3. Aktivitas Mengumpulkan dan Mengevaluasi Bahan Bukti
Proses pemeriksaan selalu mencakup aktivitas mengumpulkan dan mengevaluasi bukti yang dianggap kompeten dan relevan dengan proses pemeriksaan yang sedang dilakukan. Diawali dari penentuan jumlah bukti yang diperlukan sampai pada proses evaluasi atau penilaian kelayakan informasi dalam pencapaian sasaran kegiatan audit.
4. Independensi dan Kompetisi Auditor Pelaksana
Auditor pelaksana harus mempunyai pengetahuan audit yang cukup. Pengetahuan (knowledge) itu penting untuk dapat memahami relevansi dan keandalan informasi yang diperoleh. Selanjutnya informasi tersebut menjadi bukti yang kompeten dalam penentuan opini audit.
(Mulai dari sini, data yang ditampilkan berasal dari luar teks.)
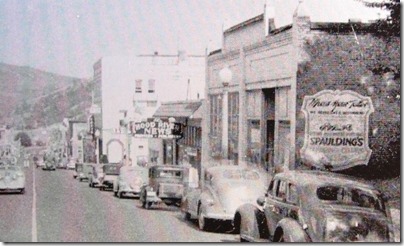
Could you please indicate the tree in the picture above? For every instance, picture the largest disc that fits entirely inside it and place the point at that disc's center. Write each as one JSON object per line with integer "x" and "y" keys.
{"x": 24, "y": 139}
{"x": 391, "y": 26}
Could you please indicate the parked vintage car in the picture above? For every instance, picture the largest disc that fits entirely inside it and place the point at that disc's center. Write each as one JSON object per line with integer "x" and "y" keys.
{"x": 12, "y": 179}
{"x": 82, "y": 171}
{"x": 49, "y": 166}
{"x": 224, "y": 189}
{"x": 95, "y": 175}
{"x": 39, "y": 163}
{"x": 62, "y": 164}
{"x": 130, "y": 180}
{"x": 71, "y": 165}
{"x": 165, "y": 185}
{"x": 316, "y": 206}
{"x": 111, "y": 172}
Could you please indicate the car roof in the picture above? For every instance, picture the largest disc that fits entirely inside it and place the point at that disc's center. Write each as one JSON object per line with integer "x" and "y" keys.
{"x": 319, "y": 178}
{"x": 172, "y": 167}
{"x": 222, "y": 168}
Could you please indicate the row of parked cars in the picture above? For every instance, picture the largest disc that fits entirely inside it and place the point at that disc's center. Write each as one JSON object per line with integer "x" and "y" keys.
{"x": 296, "y": 206}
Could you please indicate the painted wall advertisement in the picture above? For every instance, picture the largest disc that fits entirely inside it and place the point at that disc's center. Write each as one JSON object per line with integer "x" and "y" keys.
{"x": 157, "y": 128}
{"x": 336, "y": 132}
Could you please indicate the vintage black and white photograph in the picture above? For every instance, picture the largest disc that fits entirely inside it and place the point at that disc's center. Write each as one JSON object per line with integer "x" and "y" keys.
{"x": 200, "y": 121}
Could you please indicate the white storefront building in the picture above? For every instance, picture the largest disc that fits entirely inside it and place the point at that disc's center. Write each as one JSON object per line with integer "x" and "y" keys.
{"x": 132, "y": 88}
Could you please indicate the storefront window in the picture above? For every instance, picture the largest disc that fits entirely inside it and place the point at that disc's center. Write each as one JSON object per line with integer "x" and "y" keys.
{"x": 254, "y": 142}
{"x": 215, "y": 124}
{"x": 233, "y": 105}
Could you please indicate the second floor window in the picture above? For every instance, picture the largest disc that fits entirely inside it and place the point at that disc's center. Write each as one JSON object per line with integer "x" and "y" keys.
{"x": 138, "y": 88}
{"x": 152, "y": 84}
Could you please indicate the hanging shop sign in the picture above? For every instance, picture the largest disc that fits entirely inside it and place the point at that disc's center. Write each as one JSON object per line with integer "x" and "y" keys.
{"x": 157, "y": 128}
{"x": 336, "y": 132}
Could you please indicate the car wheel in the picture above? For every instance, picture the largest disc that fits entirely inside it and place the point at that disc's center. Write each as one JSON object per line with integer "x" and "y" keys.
{"x": 186, "y": 215}
{"x": 202, "y": 221}
{"x": 280, "y": 238}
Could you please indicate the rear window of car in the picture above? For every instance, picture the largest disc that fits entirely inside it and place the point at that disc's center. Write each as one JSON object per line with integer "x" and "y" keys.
{"x": 169, "y": 174}
{"x": 113, "y": 169}
{"x": 241, "y": 174}
{"x": 350, "y": 197}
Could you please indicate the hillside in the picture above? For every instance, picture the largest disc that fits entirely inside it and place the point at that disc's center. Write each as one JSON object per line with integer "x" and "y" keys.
{"x": 33, "y": 98}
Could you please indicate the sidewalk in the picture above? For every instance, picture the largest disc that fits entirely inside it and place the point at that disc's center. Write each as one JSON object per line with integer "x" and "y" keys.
{"x": 396, "y": 217}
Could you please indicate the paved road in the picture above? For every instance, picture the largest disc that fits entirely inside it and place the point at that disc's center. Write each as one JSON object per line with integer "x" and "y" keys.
{"x": 67, "y": 210}
{"x": 58, "y": 208}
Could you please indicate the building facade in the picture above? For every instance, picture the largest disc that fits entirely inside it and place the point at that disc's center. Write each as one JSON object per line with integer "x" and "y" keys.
{"x": 255, "y": 87}
{"x": 132, "y": 88}
{"x": 186, "y": 150}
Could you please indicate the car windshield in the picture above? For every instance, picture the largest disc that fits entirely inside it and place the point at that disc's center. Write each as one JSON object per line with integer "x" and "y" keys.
{"x": 10, "y": 168}
{"x": 241, "y": 174}
{"x": 169, "y": 174}
{"x": 350, "y": 196}
{"x": 111, "y": 169}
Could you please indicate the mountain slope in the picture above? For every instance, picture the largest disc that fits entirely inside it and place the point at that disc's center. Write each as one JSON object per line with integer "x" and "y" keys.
{"x": 32, "y": 98}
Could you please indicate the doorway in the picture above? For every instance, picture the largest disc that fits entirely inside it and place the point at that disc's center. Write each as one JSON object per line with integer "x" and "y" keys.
{"x": 269, "y": 116}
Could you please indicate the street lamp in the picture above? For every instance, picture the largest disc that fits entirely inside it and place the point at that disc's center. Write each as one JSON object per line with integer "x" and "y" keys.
{"x": 97, "y": 147}
{"x": 125, "y": 123}
{"x": 225, "y": 76}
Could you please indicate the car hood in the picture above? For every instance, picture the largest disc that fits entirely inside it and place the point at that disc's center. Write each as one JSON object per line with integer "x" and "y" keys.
{"x": 110, "y": 177}
{"x": 133, "y": 181}
{"x": 232, "y": 195}
{"x": 345, "y": 225}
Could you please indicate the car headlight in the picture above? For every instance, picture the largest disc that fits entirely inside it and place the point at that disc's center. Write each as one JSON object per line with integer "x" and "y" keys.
{"x": 210, "y": 202}
{"x": 123, "y": 185}
{"x": 351, "y": 229}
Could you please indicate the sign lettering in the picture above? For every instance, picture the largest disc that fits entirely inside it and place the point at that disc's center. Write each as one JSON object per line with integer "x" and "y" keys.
{"x": 336, "y": 131}
{"x": 156, "y": 128}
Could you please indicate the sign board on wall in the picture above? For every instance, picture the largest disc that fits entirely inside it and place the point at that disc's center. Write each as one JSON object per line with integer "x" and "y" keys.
{"x": 157, "y": 128}
{"x": 336, "y": 132}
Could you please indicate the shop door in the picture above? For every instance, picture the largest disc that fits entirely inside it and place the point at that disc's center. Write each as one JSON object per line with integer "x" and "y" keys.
{"x": 269, "y": 151}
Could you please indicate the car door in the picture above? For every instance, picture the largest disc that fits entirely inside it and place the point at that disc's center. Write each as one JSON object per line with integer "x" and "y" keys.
{"x": 275, "y": 204}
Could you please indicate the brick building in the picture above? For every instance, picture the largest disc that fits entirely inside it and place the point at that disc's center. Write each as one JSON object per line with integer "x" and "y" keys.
{"x": 255, "y": 118}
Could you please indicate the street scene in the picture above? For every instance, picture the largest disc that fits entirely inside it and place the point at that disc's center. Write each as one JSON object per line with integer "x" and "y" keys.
{"x": 200, "y": 121}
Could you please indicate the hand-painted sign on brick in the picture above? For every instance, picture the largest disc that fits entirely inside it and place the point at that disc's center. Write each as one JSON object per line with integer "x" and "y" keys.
{"x": 336, "y": 132}
{"x": 156, "y": 128}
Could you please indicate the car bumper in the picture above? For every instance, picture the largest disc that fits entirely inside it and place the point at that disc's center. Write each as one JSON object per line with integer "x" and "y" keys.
{"x": 4, "y": 185}
{"x": 218, "y": 216}
{"x": 129, "y": 191}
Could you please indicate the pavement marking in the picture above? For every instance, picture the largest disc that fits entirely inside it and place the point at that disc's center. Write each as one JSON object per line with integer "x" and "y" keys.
{"x": 34, "y": 228}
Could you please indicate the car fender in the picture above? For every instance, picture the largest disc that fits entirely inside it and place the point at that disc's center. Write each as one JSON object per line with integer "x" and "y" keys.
{"x": 147, "y": 190}
{"x": 250, "y": 223}
{"x": 115, "y": 186}
{"x": 292, "y": 230}
{"x": 203, "y": 201}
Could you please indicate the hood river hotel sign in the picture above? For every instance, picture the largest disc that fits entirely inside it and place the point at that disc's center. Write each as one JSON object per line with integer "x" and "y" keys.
{"x": 336, "y": 132}
{"x": 157, "y": 128}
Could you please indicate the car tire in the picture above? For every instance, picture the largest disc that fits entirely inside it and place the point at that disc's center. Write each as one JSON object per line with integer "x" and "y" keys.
{"x": 202, "y": 221}
{"x": 186, "y": 216}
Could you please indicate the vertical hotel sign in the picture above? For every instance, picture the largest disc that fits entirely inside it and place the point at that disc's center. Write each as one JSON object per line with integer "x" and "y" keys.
{"x": 337, "y": 126}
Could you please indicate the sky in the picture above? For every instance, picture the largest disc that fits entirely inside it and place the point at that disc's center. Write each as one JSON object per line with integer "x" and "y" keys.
{"x": 68, "y": 36}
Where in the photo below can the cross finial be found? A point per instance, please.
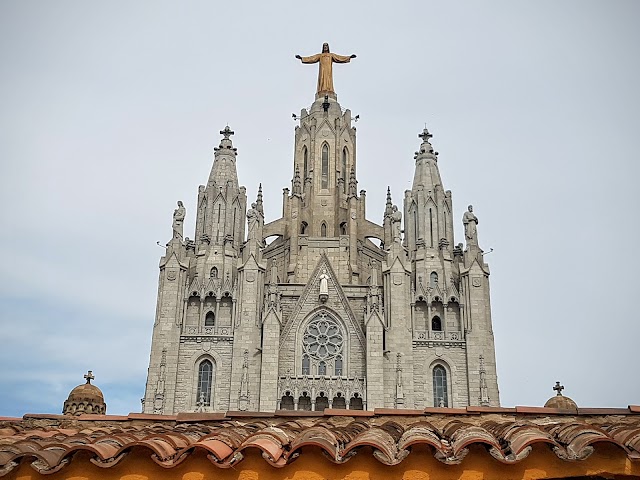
(89, 376)
(425, 135)
(227, 132)
(558, 388)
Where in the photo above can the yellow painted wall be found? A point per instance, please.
(312, 465)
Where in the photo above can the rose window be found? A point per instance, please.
(323, 338)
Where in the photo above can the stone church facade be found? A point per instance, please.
(306, 312)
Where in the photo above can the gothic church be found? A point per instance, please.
(306, 312)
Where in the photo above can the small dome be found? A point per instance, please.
(560, 401)
(85, 398)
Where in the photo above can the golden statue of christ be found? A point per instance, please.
(325, 72)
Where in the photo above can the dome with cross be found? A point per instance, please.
(560, 401)
(85, 398)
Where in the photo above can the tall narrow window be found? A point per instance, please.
(440, 394)
(344, 170)
(445, 223)
(338, 369)
(305, 162)
(306, 365)
(205, 376)
(233, 225)
(431, 226)
(325, 166)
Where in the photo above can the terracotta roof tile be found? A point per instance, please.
(47, 442)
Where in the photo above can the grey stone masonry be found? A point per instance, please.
(336, 312)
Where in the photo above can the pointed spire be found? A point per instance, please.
(425, 147)
(388, 209)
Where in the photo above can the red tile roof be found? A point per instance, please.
(48, 442)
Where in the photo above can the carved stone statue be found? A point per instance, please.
(178, 221)
(325, 72)
(252, 220)
(396, 218)
(324, 287)
(470, 222)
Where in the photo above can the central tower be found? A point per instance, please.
(307, 312)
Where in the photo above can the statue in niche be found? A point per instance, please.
(396, 218)
(178, 221)
(324, 287)
(252, 220)
(325, 72)
(470, 222)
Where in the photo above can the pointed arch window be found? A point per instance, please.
(325, 166)
(305, 162)
(345, 158)
(440, 393)
(338, 366)
(306, 365)
(205, 382)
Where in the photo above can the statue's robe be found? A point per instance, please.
(325, 73)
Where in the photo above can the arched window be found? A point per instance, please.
(356, 402)
(325, 166)
(322, 402)
(431, 227)
(440, 394)
(304, 401)
(286, 402)
(339, 401)
(344, 169)
(305, 162)
(306, 365)
(338, 367)
(205, 378)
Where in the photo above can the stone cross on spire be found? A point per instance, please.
(425, 135)
(89, 376)
(558, 388)
(227, 132)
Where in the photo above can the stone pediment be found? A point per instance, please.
(309, 301)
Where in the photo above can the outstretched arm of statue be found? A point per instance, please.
(311, 59)
(342, 58)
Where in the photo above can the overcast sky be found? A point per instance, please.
(109, 112)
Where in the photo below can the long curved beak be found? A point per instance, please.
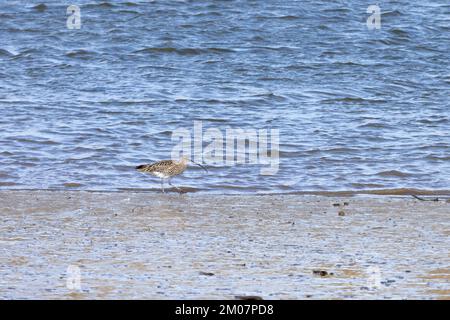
(199, 165)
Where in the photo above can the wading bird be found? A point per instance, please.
(166, 169)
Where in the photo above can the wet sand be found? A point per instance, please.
(138, 245)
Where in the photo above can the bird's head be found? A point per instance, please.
(140, 167)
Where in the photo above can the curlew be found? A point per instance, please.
(166, 169)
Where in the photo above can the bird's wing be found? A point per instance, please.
(160, 164)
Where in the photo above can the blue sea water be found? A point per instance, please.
(356, 109)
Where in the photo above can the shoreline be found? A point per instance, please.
(193, 191)
(142, 245)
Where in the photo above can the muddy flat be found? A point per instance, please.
(137, 245)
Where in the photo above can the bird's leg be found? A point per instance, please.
(174, 186)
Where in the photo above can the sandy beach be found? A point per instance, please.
(138, 245)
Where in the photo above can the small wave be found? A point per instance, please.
(80, 53)
(7, 184)
(72, 185)
(40, 7)
(183, 51)
(437, 158)
(393, 173)
(4, 52)
(374, 125)
(366, 185)
(433, 121)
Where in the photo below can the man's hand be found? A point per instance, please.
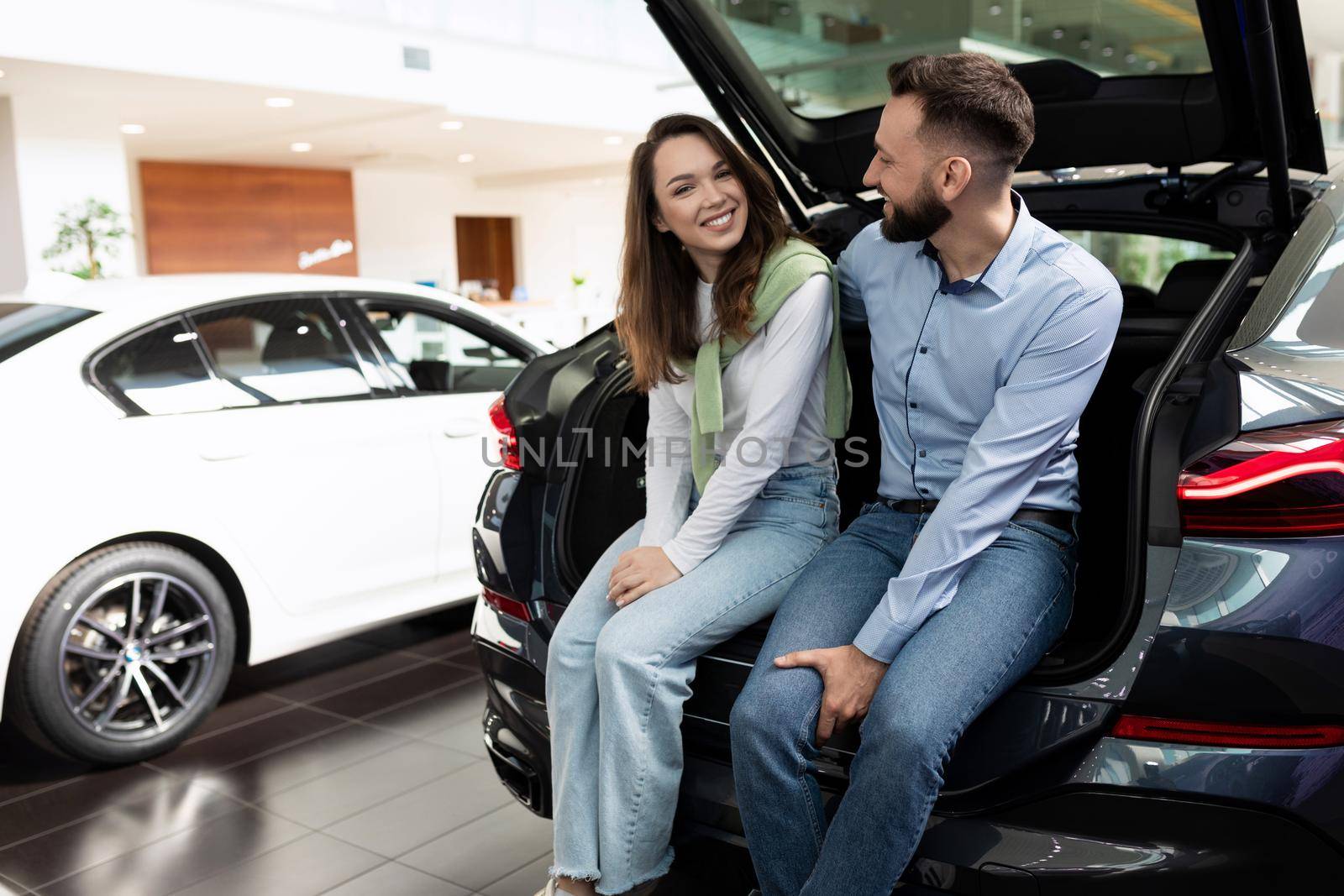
(638, 571)
(848, 678)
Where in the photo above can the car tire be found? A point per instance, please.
(165, 674)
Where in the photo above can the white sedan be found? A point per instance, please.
(207, 469)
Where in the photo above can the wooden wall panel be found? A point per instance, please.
(486, 251)
(241, 217)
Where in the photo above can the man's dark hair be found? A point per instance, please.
(972, 105)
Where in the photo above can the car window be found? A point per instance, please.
(827, 58)
(158, 372)
(432, 354)
(1142, 259)
(280, 349)
(24, 325)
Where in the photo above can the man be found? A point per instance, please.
(990, 332)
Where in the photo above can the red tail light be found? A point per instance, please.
(508, 439)
(1211, 734)
(1270, 484)
(508, 606)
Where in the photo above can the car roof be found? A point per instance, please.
(161, 295)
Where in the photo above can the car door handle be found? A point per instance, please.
(461, 427)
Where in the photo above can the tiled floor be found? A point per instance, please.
(353, 768)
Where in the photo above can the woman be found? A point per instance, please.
(739, 484)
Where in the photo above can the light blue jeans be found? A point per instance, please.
(1012, 604)
(616, 679)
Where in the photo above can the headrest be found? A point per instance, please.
(1137, 297)
(295, 338)
(1189, 284)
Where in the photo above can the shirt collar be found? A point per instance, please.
(1003, 269)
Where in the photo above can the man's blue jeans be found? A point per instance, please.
(1012, 604)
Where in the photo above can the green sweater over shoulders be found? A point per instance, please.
(784, 270)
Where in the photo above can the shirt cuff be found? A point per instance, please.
(882, 638)
(679, 558)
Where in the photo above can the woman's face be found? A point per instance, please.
(699, 199)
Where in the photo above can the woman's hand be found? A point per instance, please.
(638, 571)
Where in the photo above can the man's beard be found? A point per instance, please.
(921, 221)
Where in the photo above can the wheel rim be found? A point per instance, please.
(138, 656)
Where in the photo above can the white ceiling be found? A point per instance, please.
(212, 121)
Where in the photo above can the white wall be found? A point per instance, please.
(403, 228)
(255, 43)
(13, 269)
(64, 156)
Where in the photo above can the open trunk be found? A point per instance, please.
(1074, 683)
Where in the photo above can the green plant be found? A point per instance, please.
(93, 228)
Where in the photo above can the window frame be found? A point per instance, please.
(447, 312)
(324, 298)
(118, 398)
(365, 359)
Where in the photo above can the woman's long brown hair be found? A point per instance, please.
(656, 313)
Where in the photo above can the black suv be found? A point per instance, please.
(1189, 728)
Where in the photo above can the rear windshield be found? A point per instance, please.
(24, 325)
(828, 58)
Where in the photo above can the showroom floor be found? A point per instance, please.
(351, 768)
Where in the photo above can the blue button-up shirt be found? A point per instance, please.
(979, 387)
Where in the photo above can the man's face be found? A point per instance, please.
(902, 172)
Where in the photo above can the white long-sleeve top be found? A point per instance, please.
(773, 416)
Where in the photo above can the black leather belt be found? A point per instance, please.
(1058, 519)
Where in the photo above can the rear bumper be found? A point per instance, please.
(1079, 840)
(1092, 841)
(517, 731)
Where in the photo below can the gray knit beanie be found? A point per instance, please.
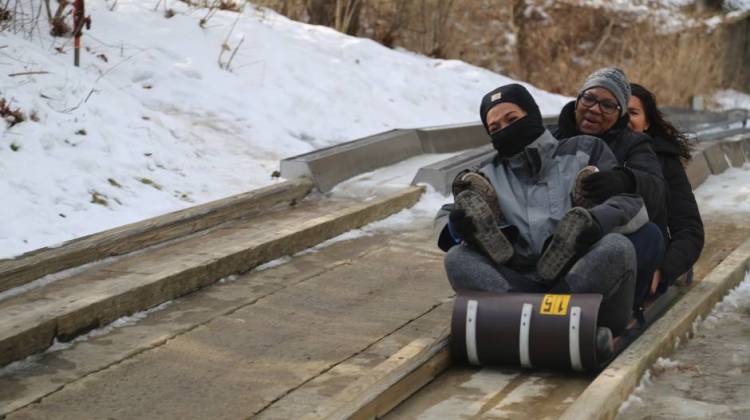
(615, 81)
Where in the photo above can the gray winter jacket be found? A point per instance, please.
(533, 190)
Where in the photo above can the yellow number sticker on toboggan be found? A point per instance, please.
(555, 305)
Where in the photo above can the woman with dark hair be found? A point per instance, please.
(672, 147)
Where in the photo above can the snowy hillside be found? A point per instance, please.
(151, 123)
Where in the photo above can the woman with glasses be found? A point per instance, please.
(601, 110)
(685, 228)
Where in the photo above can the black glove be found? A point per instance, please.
(599, 186)
(458, 184)
(462, 224)
(588, 237)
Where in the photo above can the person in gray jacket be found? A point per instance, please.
(518, 224)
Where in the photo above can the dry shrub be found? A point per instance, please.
(5, 14)
(10, 115)
(554, 46)
(558, 51)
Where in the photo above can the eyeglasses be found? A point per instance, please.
(607, 106)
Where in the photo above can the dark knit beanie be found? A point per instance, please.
(612, 79)
(513, 93)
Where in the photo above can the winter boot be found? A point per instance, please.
(576, 195)
(488, 236)
(604, 344)
(562, 249)
(476, 181)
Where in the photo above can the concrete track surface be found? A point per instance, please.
(468, 393)
(282, 341)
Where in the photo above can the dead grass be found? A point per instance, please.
(10, 115)
(573, 41)
(557, 46)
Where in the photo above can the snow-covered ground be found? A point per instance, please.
(158, 118)
(727, 193)
(694, 383)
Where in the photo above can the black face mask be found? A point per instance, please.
(512, 139)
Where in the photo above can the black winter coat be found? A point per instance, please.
(634, 153)
(685, 240)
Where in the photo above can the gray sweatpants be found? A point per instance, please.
(608, 268)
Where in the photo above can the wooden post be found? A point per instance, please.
(79, 20)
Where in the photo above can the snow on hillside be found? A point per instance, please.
(150, 123)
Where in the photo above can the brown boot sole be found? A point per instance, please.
(489, 238)
(561, 250)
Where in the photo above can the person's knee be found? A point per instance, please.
(648, 242)
(458, 264)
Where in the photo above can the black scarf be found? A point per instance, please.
(512, 139)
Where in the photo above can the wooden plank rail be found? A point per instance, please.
(65, 309)
(122, 240)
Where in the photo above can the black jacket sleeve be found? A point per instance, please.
(684, 221)
(641, 162)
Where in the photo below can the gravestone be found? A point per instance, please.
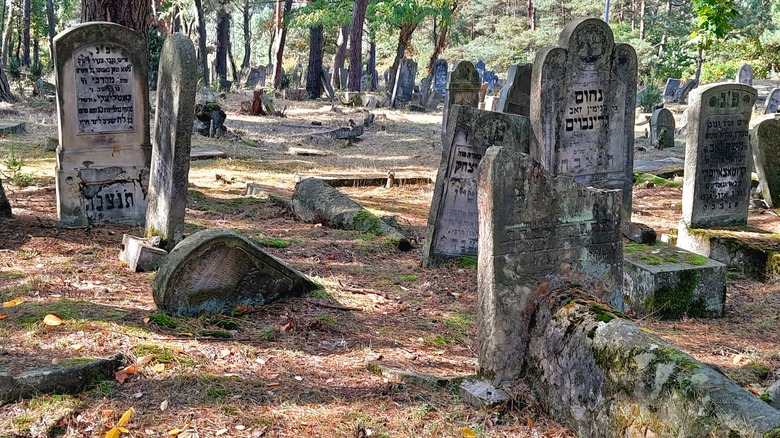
(452, 220)
(765, 142)
(440, 76)
(772, 101)
(716, 185)
(662, 129)
(177, 81)
(745, 75)
(103, 106)
(670, 89)
(215, 270)
(537, 233)
(582, 109)
(516, 93)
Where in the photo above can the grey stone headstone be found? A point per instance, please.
(103, 106)
(215, 270)
(745, 74)
(516, 93)
(765, 142)
(453, 228)
(772, 101)
(168, 177)
(537, 233)
(662, 128)
(440, 76)
(582, 108)
(716, 185)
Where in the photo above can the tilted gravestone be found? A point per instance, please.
(103, 105)
(440, 76)
(765, 141)
(516, 93)
(582, 108)
(716, 185)
(745, 74)
(537, 233)
(662, 128)
(214, 271)
(772, 101)
(177, 81)
(452, 230)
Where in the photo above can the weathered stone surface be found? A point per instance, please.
(103, 106)
(662, 129)
(668, 282)
(168, 177)
(582, 108)
(716, 186)
(516, 93)
(452, 220)
(537, 233)
(215, 270)
(765, 142)
(604, 376)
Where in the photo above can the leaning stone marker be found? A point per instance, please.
(537, 233)
(516, 93)
(583, 95)
(176, 84)
(103, 106)
(215, 270)
(716, 185)
(766, 156)
(662, 128)
(452, 221)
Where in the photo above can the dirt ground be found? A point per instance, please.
(298, 367)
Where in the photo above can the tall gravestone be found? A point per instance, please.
(452, 230)
(716, 185)
(745, 74)
(772, 101)
(103, 106)
(765, 141)
(516, 93)
(177, 80)
(583, 95)
(537, 232)
(662, 128)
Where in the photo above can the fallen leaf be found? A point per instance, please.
(52, 320)
(14, 302)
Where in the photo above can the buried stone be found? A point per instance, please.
(214, 271)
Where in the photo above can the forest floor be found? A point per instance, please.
(298, 367)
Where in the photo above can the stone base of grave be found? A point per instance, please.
(750, 251)
(140, 256)
(669, 282)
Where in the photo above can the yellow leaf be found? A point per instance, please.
(14, 302)
(52, 320)
(125, 417)
(468, 433)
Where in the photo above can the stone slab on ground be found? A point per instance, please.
(749, 251)
(665, 281)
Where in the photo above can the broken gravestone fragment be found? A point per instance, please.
(314, 201)
(215, 270)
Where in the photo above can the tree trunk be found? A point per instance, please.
(338, 58)
(202, 50)
(313, 76)
(356, 44)
(135, 14)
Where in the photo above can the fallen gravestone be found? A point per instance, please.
(214, 271)
(176, 84)
(103, 106)
(662, 129)
(453, 229)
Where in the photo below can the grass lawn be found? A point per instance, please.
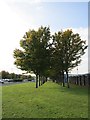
(48, 101)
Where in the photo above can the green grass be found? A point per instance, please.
(48, 101)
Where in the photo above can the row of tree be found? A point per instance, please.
(16, 77)
(49, 55)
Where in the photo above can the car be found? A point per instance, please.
(1, 81)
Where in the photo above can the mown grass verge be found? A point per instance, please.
(48, 101)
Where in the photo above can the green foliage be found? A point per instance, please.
(48, 101)
(49, 56)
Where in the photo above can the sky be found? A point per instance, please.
(18, 16)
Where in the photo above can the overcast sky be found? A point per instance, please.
(18, 16)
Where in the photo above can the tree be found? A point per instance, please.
(35, 52)
(69, 48)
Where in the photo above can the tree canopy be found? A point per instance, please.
(49, 55)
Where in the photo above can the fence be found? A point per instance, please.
(82, 80)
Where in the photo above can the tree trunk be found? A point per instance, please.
(67, 79)
(39, 79)
(36, 80)
(63, 79)
(46, 79)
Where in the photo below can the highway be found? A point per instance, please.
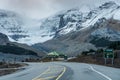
(64, 71)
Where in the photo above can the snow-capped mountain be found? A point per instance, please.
(22, 30)
(75, 31)
(75, 20)
(65, 22)
(11, 24)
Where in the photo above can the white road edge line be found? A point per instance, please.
(61, 74)
(100, 73)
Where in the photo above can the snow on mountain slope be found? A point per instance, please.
(76, 20)
(34, 31)
(20, 29)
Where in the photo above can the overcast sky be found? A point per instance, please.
(44, 8)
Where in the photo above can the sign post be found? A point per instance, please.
(109, 54)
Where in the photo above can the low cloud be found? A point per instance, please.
(45, 8)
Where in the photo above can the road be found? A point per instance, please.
(64, 71)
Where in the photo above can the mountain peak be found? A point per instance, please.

Agar opini publik tidak biasa maka pihak auditor dituntut untuk bersikap bebas (independen) dari kepentingan manapun. Independensi adalah syarat utama agar laporan audit objektif.
5. Pelaporan Audit
Hasil aktivitas pemeriksaan adalah pelaporan pemeriksaan itu. Laporan audit berupa komunikasi dan ekspresi auditor terhadap objek yang diaudit agar laporan atau ekspresi auditor tadi dapat dimengerti maka laporan itu harus mampu dipahami oleh penggunanya. Artinya laporan ini mampu menyampaikan tingkat kesesuaian antara informasi yang diperoleh dan diperiksa dengan kriteria yang telah ditetapkan.